The programs, which reach about 30,000 people every year, include:
- Touching the Western Wall, giving children and adults with special needs the opportunity to visit significant historical and religious sites in Jerusalem.
- Four Seasons accessible hikes, often at the LOTEM-JNF accessible hiking trail in Nahal HaShofet.
- Nature’s Way hands-on activities at Emek HaShalom accessible eco-farm.
- Green Time, where LOTEM guides bring nature to youth, adults and senior citizens confined to residential facilities, rehab centers and hospitals.
- Integra-Teva, using nature and outdoor activities to foster coexistence among Jewish and Arab youth with special needs.
- Mother Nature, offering women and children in domestic-abuse shelters the opportunity to enjoy a day of respite in nature.
- From Black to Green, taking children from special-needs and regular classrooms on outings to the Carmel Forest and KKL-JNF parks to learn about fire prevention and the importance of preserving the natural beauty of Israel.

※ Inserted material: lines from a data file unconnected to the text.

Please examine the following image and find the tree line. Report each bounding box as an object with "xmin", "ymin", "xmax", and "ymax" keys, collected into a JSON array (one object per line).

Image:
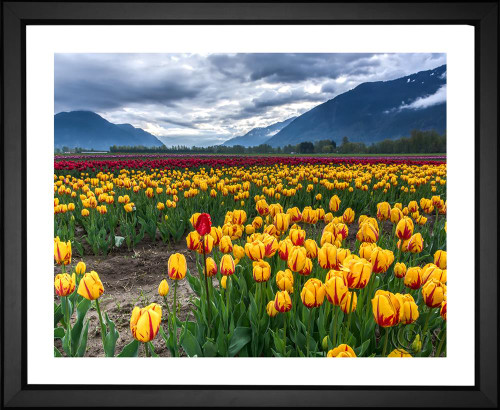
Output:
[{"xmin": 56, "ymin": 130, "xmax": 446, "ymax": 154}]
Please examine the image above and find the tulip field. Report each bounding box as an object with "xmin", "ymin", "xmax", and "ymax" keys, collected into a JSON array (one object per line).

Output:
[{"xmin": 54, "ymin": 155, "xmax": 447, "ymax": 360}]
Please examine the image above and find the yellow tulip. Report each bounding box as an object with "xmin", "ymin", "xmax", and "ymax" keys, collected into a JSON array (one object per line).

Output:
[
  {"xmin": 326, "ymin": 344, "xmax": 356, "ymax": 357},
  {"xmin": 387, "ymin": 349, "xmax": 412, "ymax": 357},
  {"xmin": 396, "ymin": 216, "xmax": 414, "ymax": 241},
  {"xmin": 287, "ymin": 246, "xmax": 307, "ymax": 272},
  {"xmin": 219, "ymin": 235, "xmax": 233, "ymax": 253},
  {"xmin": 78, "ymin": 271, "xmax": 104, "ymax": 300},
  {"xmin": 168, "ymin": 253, "xmax": 187, "ymax": 280},
  {"xmin": 158, "ymin": 279, "xmax": 169, "ymax": 296},
  {"xmin": 300, "ymin": 278, "xmax": 326, "ymax": 308},
  {"xmin": 54, "ymin": 237, "xmax": 71, "ymax": 265},
  {"xmin": 401, "ymin": 293, "xmax": 419, "ymax": 325},
  {"xmin": 220, "ymin": 254, "xmax": 236, "ymax": 276},
  {"xmin": 434, "ymin": 250, "xmax": 446, "ymax": 269},
  {"xmin": 422, "ymin": 279, "xmax": 446, "ymax": 308},
  {"xmin": 408, "ymin": 232, "xmax": 424, "ymax": 253},
  {"xmin": 252, "ymin": 260, "xmax": 271, "ymax": 283},
  {"xmin": 276, "ymin": 269, "xmax": 293, "ymax": 293},
  {"xmin": 325, "ymin": 270, "xmax": 349, "ymax": 306},
  {"xmin": 54, "ymin": 273, "xmax": 76, "ymax": 296},
  {"xmin": 372, "ymin": 290, "xmax": 403, "ymax": 327},
  {"xmin": 394, "ymin": 262, "xmax": 406, "ymax": 278},
  {"xmin": 245, "ymin": 240, "xmax": 266, "ymax": 261},
  {"xmin": 75, "ymin": 261, "xmax": 87, "ymax": 275},
  {"xmin": 274, "ymin": 290, "xmax": 292, "ymax": 313},
  {"xmin": 266, "ymin": 300, "xmax": 279, "ymax": 317},
  {"xmin": 130, "ymin": 303, "xmax": 162, "ymax": 343}
]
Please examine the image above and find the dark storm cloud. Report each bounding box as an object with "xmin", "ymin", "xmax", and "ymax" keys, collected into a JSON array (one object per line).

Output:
[{"xmin": 54, "ymin": 53, "xmax": 446, "ymax": 145}]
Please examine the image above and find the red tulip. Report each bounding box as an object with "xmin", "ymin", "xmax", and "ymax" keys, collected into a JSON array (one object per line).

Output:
[{"xmin": 195, "ymin": 214, "xmax": 212, "ymax": 236}]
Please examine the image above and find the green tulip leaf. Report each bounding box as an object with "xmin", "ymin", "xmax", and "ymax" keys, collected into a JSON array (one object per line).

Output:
[
  {"xmin": 54, "ymin": 327, "xmax": 66, "ymax": 339},
  {"xmin": 181, "ymin": 330, "xmax": 203, "ymax": 357},
  {"xmin": 104, "ymin": 313, "xmax": 120, "ymax": 357},
  {"xmin": 228, "ymin": 327, "xmax": 252, "ymax": 357},
  {"xmin": 116, "ymin": 339, "xmax": 141, "ymax": 357},
  {"xmin": 76, "ymin": 320, "xmax": 89, "ymax": 357}
]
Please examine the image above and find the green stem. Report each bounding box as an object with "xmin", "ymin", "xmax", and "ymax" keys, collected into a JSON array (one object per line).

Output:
[
  {"xmin": 332, "ymin": 306, "xmax": 340, "ymax": 347},
  {"xmin": 95, "ymin": 299, "xmax": 106, "ymax": 356},
  {"xmin": 422, "ymin": 308, "xmax": 432, "ymax": 336},
  {"xmin": 202, "ymin": 236, "xmax": 212, "ymax": 337},
  {"xmin": 283, "ymin": 312, "xmax": 286, "ymax": 357},
  {"xmin": 64, "ymin": 296, "xmax": 71, "ymax": 356},
  {"xmin": 382, "ymin": 327, "xmax": 391, "ymax": 357},
  {"xmin": 436, "ymin": 323, "xmax": 446, "ymax": 357},
  {"xmin": 306, "ymin": 308, "xmax": 313, "ymax": 357}
]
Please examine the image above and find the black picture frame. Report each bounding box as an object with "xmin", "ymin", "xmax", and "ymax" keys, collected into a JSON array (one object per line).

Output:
[{"xmin": 0, "ymin": 1, "xmax": 499, "ymax": 407}]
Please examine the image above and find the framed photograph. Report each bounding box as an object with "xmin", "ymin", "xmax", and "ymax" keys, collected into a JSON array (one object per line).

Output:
[{"xmin": 1, "ymin": 2, "xmax": 498, "ymax": 407}]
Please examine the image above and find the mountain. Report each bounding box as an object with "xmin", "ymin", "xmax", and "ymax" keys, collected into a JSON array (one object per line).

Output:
[
  {"xmin": 222, "ymin": 117, "xmax": 297, "ymax": 147},
  {"xmin": 54, "ymin": 111, "xmax": 163, "ymax": 151},
  {"xmin": 267, "ymin": 65, "xmax": 446, "ymax": 147}
]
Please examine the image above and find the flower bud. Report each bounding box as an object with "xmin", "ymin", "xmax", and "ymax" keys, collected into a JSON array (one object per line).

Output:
[
  {"xmin": 130, "ymin": 303, "xmax": 162, "ymax": 343},
  {"xmin": 300, "ymin": 278, "xmax": 326, "ymax": 308},
  {"xmin": 167, "ymin": 253, "xmax": 187, "ymax": 280},
  {"xmin": 326, "ymin": 344, "xmax": 356, "ymax": 357},
  {"xmin": 78, "ymin": 271, "xmax": 104, "ymax": 300},
  {"xmin": 54, "ymin": 273, "xmax": 76, "ymax": 296},
  {"xmin": 158, "ymin": 279, "xmax": 169, "ymax": 296}
]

- Natural Integration, a four-week program that brings children in a special needs class together with mainstream peers for educational activities in nature. This unique program, funded by the Ruderman Foundation, builds awareness and facilitates friendships between the groups of children.
Pressing olive oil at Emek HaShalom
Integrating land and people
“We work with the Israeli ministries of education, agriculture, health and welfare, the National Insurance Institute, and also with private foundations and donors in Israel and abroad,” says Bodner. For the past seven years, JNF has been a partner.
“JNF is a great friend of ours. I always say that they provide for the land and people of Israel, and we work with them to bring the land of Israel to all the people of Israel,” says Bodner.
LOTEM spreads the word about its year-round programs through schools and institutions, and many participants return season after season. Rather than offer the programs for free, LOTEM charges a minimal fee as for any similar nature outing, so that participants do not feel they are receiving charity, Bodner explains. The organization raises funds to cover whatever portion of the cost is not possible for the group to pay.
Recently, LOTEM has been increasing its cooperation with special-needs groups from abroad such as a Birthright trip for members of Yachad, the National Jewish Council for Disabilities in the United States.
“There are others we don’t work with yet, but would love to offer our services to them,” says Bodner. “We’re the experts in the field of accessible hikes, so it’s really something we’ll be working to expand.”
In addition, LOTEM arranges Inclusive Israel tours for visiting individuals or families to participate in a day of activities free of charge, to raise awareness of the organization and offer a different experience in Israel.